Антуан потянулся к телефону.
– Мисс Хаймс, – сказал он в трубку, – будьте любезны, не найдете ли вы мистера Турна? Да-да, Геррит Биллем Турн. Попробуйте позвонить в «Палмер-хаус», может быть, он еще не уехал.
Он кинул взгляд на Эсфирь.
– Скрестите пальцы!
– Я очень признателен, – часом позже сказал Жолие, – что вы согласились нас принять. Извините, что так неожиданно…
Грузный мужчина, открывший им дверь, что-то невнятно буркнул, выдернул руку и вперевалку вернулся в комнату. При ходьбе он опирался на две трости, украшенные серебряными набалдашниками в форме театральных масок – одна комедийная, другая трагедийная. Добравшись до дивана, он медленно повернулся и сел. Его крупная, совершенно лысая голова с пятнами старческой пигментации и с седыми кустистыми бровями, казалось, вдавливала нижнюю часть лица в плечи, заставляя щеки расплываться на манер жабо. На кофейном столике лежали белые перчатки и старомодная широкополая шляпа.

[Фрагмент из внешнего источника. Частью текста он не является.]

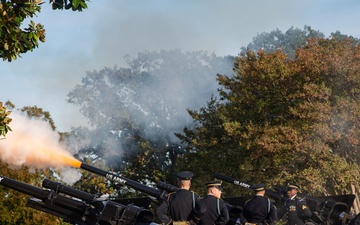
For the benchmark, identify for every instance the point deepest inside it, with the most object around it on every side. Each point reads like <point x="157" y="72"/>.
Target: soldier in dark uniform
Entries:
<point x="183" y="206"/>
<point x="296" y="209"/>
<point x="216" y="210"/>
<point x="259" y="210"/>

– Для ваш, Антуан, все для ваш, – проворчал он. В начале разговора слова выходили у него глухо, он порой путал звуки или подменял их каким-то странным шипением. – Я ваш уверяю. Ш моим удовольствием. Кто ваши друзья?

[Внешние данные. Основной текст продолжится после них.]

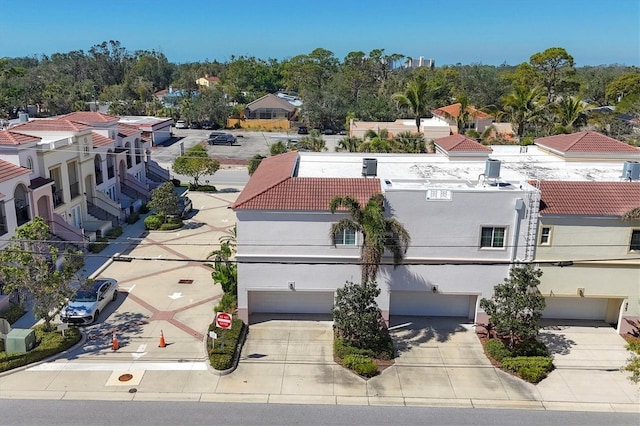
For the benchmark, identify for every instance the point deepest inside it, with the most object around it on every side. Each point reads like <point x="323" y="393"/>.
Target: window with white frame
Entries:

– Это мистер Мартин Хенсон, а это – мисс Эсфирь Горен.
– Рат, вешма рат, миштер Хеншон. Миш Горен. Извините, что шижу, но…
– Пожалуйста, не беспокойтесь, – вежливо произнес Хенсон. Они обменялись рукопожатием.

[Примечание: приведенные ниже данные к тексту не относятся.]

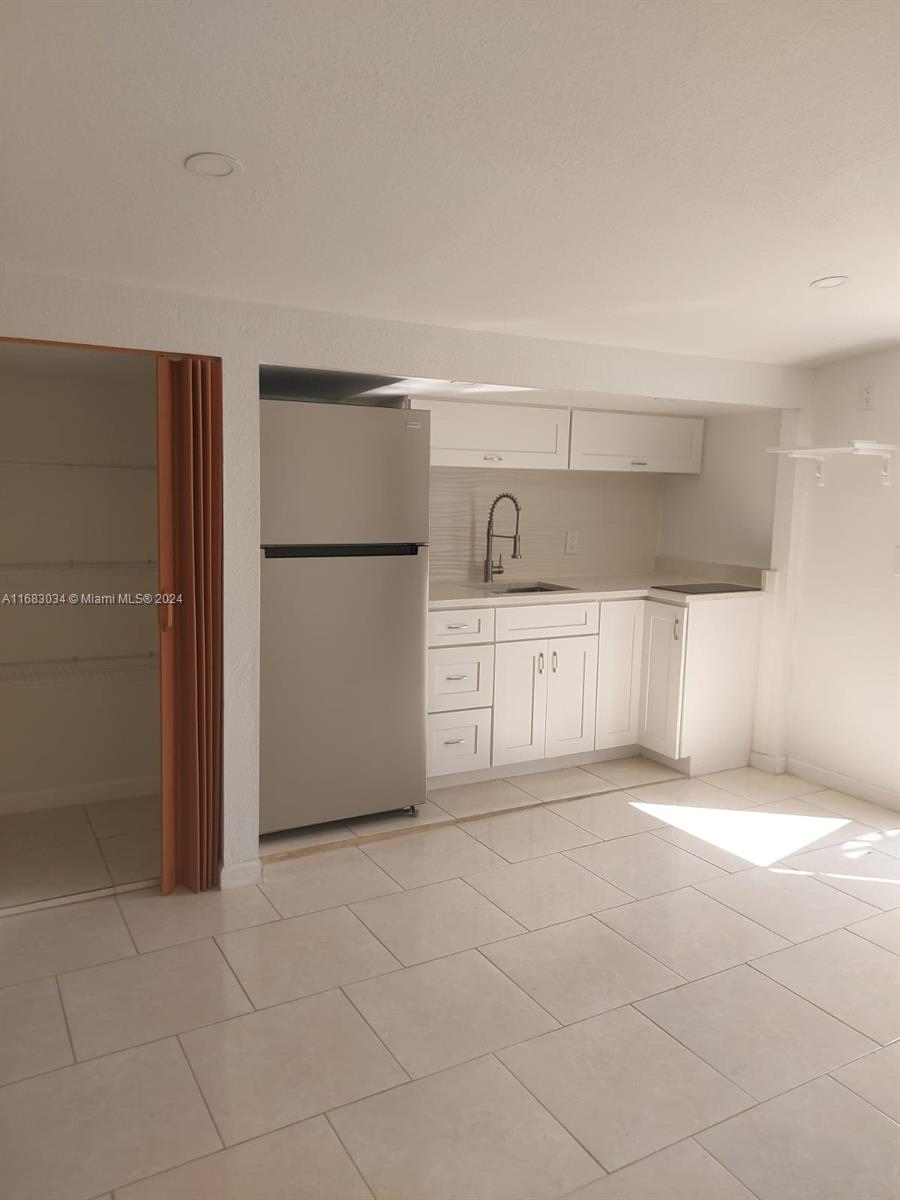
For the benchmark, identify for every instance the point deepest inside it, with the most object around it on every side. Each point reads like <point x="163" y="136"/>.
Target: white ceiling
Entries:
<point x="666" y="174"/>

– Я должен шкажать, что приехал в Чикаго по шовершенно конфиденциальному делу и только профешшор Шолиет шмог бы упетить меня…
– Мы высоко ценим вашу любезность, – тут же отреагировал Жолие.
– Прошу понять, что лекций быть не мошет. Институт искусства, как вы знаете, является одним из наиболее престижных собраний в мире, и ваше предложение мне льстит, но…
– Нет, нет, – вмешался Жолие. – Как я вам говорил, наше дело гораздо важнее любых лекций. Как бы то ни было, мы приглашаем лекторов более официальным путем, даем уведомление в прессе и так далее.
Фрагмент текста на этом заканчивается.